Variable | Location | Usage |
---|---|---|
BLOCKS_OVERRIDE | .env.gpu.xx | CUDA blocks count |
THREADS_OVERRIDE | .env.gpu.xx | threads per CUDA block |
POINTS_OVERRIDE | .env.gpu.xx | points per thread |
GPU_MEM_CLOCK_xx | .env.watchdog | Memory clock to use |
GPU_POWER_LIMIT_xx | .env.watchdog | Power limit to use |
If your card model best settings is not stored in server database, you may need to find the best settings to use. For this you can use the Benchmarker container to run and compare results.
- Let say xx is the card id to test : first from Portainer stop the watchdog container then the worker associated to your card xx. you wil be able then to run benchmark.
- Now still from Portainer, start the benchmarker container then open a shell inside (Exec console)
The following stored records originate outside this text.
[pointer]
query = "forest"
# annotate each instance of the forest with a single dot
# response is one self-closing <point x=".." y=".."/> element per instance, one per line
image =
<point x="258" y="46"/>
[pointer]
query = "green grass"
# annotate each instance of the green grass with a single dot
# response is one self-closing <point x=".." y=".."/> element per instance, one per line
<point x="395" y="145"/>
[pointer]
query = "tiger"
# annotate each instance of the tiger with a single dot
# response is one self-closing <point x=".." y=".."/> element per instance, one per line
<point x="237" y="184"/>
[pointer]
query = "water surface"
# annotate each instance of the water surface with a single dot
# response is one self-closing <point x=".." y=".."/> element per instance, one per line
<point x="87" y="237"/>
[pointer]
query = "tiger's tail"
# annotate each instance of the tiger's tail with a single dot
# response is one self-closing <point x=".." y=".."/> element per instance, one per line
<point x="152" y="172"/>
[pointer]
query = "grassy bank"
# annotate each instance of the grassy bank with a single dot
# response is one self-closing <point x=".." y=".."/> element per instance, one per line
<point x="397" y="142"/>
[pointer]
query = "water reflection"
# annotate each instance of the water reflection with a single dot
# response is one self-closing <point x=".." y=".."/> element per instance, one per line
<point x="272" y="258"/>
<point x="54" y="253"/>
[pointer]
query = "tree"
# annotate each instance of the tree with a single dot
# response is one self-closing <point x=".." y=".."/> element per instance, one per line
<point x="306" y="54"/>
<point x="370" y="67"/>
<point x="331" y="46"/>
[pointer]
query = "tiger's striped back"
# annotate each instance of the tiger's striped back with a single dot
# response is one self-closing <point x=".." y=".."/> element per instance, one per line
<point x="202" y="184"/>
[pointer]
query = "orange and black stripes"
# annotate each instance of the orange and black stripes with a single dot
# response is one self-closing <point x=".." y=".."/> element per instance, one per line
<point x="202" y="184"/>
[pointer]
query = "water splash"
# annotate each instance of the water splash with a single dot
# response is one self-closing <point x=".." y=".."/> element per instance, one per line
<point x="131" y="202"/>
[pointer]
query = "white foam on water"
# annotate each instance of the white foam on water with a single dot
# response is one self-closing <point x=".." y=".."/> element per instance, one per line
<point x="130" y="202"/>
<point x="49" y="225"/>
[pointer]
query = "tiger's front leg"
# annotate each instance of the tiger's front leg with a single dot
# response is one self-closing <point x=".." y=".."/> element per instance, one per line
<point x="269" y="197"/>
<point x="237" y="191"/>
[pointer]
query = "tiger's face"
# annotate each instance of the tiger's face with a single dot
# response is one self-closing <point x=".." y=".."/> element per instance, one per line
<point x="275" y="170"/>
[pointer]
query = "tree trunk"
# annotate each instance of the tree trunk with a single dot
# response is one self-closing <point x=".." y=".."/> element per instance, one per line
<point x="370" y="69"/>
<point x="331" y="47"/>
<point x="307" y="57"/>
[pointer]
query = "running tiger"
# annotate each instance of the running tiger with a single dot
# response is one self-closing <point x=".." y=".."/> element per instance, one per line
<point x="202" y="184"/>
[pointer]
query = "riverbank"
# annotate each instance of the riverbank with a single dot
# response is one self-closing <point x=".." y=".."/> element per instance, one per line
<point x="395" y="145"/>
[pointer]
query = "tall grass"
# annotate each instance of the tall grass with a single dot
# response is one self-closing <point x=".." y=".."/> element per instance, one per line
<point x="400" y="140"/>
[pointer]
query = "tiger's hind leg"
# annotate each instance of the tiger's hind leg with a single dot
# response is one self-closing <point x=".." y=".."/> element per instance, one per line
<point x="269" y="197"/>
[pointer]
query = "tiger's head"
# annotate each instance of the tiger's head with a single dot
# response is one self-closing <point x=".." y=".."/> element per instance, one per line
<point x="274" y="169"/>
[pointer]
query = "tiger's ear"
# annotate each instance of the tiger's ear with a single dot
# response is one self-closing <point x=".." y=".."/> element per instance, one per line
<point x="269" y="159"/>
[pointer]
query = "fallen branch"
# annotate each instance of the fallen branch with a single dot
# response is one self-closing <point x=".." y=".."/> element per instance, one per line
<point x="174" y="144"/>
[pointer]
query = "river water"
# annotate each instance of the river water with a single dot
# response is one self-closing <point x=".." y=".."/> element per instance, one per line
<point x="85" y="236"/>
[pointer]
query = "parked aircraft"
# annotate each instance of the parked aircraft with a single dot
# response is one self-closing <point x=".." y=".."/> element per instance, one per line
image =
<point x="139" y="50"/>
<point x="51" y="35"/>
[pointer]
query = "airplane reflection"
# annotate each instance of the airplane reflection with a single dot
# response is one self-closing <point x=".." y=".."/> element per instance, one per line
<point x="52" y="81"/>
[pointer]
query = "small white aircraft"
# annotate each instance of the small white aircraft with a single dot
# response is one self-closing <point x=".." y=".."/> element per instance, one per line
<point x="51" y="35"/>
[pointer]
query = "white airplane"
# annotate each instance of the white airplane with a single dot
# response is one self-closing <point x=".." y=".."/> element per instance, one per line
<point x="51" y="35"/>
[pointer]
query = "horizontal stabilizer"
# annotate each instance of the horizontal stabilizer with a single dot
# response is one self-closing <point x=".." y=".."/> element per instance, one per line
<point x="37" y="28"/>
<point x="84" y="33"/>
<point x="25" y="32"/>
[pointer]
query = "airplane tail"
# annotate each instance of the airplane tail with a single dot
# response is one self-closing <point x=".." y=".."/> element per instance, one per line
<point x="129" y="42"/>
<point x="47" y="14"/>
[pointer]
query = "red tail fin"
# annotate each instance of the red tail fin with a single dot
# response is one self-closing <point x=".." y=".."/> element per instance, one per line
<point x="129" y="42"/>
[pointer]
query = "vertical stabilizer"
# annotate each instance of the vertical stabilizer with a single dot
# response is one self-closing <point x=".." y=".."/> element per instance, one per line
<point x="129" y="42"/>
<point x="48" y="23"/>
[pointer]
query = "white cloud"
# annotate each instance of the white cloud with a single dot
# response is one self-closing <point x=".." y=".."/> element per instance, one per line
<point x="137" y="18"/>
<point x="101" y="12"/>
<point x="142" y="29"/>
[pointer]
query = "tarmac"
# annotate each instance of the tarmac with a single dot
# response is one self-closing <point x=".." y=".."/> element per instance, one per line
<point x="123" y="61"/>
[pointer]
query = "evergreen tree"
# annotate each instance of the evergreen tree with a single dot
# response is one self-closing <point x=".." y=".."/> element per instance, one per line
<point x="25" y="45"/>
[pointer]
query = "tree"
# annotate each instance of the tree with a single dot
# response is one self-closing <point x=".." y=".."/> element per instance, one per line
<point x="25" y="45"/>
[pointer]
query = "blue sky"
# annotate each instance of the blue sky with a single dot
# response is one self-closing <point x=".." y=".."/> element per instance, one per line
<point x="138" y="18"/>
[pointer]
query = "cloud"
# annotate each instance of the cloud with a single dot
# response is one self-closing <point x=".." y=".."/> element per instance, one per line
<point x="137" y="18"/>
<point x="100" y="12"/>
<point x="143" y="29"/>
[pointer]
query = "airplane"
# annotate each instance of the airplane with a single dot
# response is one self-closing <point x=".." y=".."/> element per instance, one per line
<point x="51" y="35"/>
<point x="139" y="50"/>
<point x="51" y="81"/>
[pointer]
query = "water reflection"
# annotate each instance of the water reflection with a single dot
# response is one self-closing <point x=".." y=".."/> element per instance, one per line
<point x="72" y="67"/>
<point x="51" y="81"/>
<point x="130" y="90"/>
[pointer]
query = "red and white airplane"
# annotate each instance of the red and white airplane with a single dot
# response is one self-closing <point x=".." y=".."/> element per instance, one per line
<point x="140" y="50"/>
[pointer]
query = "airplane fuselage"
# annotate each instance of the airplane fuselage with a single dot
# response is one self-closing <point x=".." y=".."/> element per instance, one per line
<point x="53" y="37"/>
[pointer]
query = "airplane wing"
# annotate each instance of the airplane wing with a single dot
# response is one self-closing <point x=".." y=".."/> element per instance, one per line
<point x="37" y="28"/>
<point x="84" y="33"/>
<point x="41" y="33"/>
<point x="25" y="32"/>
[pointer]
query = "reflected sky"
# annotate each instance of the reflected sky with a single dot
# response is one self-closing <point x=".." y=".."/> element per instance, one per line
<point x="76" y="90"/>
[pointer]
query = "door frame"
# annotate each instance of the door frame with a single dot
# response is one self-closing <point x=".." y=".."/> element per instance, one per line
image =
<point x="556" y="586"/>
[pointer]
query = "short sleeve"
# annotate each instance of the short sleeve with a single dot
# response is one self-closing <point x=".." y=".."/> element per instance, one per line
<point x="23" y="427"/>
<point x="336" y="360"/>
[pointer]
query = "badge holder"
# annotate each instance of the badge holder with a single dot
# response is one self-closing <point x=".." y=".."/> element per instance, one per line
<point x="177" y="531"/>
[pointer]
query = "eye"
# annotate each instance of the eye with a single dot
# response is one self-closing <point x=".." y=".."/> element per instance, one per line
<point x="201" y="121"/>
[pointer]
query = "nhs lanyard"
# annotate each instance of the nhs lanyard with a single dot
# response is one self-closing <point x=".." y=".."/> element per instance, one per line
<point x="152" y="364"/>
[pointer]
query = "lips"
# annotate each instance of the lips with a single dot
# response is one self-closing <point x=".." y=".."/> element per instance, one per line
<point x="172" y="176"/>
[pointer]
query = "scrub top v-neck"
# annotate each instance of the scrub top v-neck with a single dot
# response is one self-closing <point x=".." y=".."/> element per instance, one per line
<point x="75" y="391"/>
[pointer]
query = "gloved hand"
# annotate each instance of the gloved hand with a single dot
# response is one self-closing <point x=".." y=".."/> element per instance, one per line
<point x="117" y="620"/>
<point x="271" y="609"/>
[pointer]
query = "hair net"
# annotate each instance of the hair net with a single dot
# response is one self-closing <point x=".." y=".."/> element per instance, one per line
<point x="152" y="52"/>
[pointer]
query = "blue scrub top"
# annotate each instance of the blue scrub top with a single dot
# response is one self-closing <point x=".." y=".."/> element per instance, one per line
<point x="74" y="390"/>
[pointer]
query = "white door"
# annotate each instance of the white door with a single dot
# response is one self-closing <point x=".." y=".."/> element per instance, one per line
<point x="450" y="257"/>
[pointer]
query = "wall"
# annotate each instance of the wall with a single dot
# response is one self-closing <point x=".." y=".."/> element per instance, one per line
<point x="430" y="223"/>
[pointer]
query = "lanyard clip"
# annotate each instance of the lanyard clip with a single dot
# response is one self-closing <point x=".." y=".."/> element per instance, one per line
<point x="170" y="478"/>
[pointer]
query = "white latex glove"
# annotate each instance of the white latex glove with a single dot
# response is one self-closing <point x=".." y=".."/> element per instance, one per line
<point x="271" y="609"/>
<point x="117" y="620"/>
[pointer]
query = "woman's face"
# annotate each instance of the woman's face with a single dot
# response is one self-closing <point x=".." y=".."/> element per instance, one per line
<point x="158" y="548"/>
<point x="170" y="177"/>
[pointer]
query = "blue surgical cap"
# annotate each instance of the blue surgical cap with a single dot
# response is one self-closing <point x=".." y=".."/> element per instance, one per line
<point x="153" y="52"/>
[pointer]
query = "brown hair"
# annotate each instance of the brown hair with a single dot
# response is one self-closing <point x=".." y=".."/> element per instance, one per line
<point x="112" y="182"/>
1. ./info.py : This script will show gpus infos, it give the possibles values to use for GPU_MEM_CLOCK_xx and GPU_POWER_LIMIT_xx, and it show the commands to run to update those settings (using nvidia-smi)
2. ./benchmark.py : This script is the benchmark, it will scan a range to display the scan speed. You can set the BLOCKS_OVERRIDE, THREADS_OVERRIDE and POINTS_OVERRIDE in the command line and compare results to find best one.
Test with default settings
Test with custom settings
3. My methodology and experience on optimizing settings (done on a RTX 3060Ti).
First I didn't played with gpu clock and power limit and focused on the triplet (blocks/threads/points). Once I got the good settings for blocks/threads/points I was satisfied of the speed : around 900 MH/s with 240 W power cunsumption.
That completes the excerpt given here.